Kru film yang tadinya bersimpati kini menyaksikan drama yang tak terduga dengan rasa ingin tahu yang mendalam. Darren bisa merasakan tatapan mereka. Irawan, produser film, mendekat. “Darren, apakah kita sudah siap untuk pengambilan gambar?”
“Tunggu sebentar lagi,” jawab Darren cepat, matanya berlalu kembali ke Sheila.
“Apakah kamu benar-benar telah melupakan cintamu padaku? Kenapa secepat ini kau bisa melupakan semuanya." Sheila meratapi, suara teredam oleh keramaian.
“Karena kita sudah membicarakan semuanya, Sheila!” Darren menekankan kata-katanya, terpaksa menjelaskan dengan nada frustrasi. “Jangan merasa seperti korban, padahal kau adalah pelaku utama perceraian kita."
“Maafkan aku,” Sheila berkata pelan, seolah baru saja menyadari kesakitan yang dia sebabkan. “Aku tidak pernah bermaksud …." Sheila cepat-cepat menyeka air matanya, berusaha tetap tegar. “Aku hanya ingin menunjukkan perhatianku padamu. Tetapi sepertinya tidak ada artinya lagi bagimu.”
Darren menghela napas berat, matanya tidak bisa terlepas dari Sheila. Dalam hatinya berkata, jika istrinya ini memiliki bakat akting.
"Sekali lagi aku ingatkan, jika aku dan kamu sudah tak memiliki hubungan apa pun. Jangan pernah datang lagi!"
“Jadi, inikah yang kau inginkan?” Sheila mengangkat tangan sebatas dada, “Aku pergi, jika kau memang merasa terganggu."
Darren mengangguk pelan, melihat ke sekeliling seolah ingin segera menutup pembicaraan. “Ya, aku rasa ... ini sebaiknya kau memang harus pergi!"
Sheila merasa sedikit malu. Dia melihat ke sekeliling. Kru dan pemain film sedikit mencuri pandang ke arah merek. Dia tak boleh terlibat. “Baik, aku akan pergi.Tetapi ingatlah, ada cinta di antara kita yang takkan pernah mati.”
“Mungkin bagimu, tapi bagiku semua telah berakhir. Pergilah, aku tak mau melakukan hal yang akan membuatmu malu," ucap Darren dengan suara pelan.
"Bagaimana dengan makanan ini?"
"Kau bawa pulang saja. Aku sudah makan," jawab Darren tegas.
"Baiklah ...," jawab Sheila singkat.
Di tengah-tengah keramaian, dengan seribu perasaan berbeda menghimpit, Sheila membalikkan badan dan meninggalkan lokasi tersebut. Dalam hatinya ada penyesalan karena telah mengkhianati mantan suaminya itu.

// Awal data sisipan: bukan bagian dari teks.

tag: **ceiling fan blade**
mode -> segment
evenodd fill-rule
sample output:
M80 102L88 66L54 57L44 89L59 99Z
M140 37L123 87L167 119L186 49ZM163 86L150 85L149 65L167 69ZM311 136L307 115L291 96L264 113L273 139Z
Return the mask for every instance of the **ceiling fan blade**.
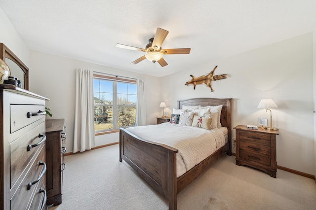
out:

Ketegangan di udara meninggalkan jejak yang tak terhapuskan. Dapatkah cinta yang hilang kembali lagi? Sheila bertanya dalam hatinya.

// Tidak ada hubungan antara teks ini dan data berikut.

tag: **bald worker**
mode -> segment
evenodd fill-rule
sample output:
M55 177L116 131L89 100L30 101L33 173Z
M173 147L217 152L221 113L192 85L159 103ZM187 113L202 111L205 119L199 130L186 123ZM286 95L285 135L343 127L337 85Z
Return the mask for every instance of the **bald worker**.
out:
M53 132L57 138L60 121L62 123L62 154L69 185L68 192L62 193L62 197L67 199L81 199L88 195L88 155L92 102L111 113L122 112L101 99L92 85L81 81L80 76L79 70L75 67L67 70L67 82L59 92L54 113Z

Di luar lokasi syuting, Sheila terhenti sejenak. Dia mengeluarkan makanan yang tumpah dari tas, belum tersentuh. Semuanya nampak seperti simbol penyesalan, yang tepat terburai dari harapannya. “Aku tak akan menyerah untuk membuat Darren kembali mencintaiku. Dia yang dulu sangat mencintaiku, tak mungkin bisa secepat ini melupakan aku," ucap Sheila dengan percaya diri yang tinggi.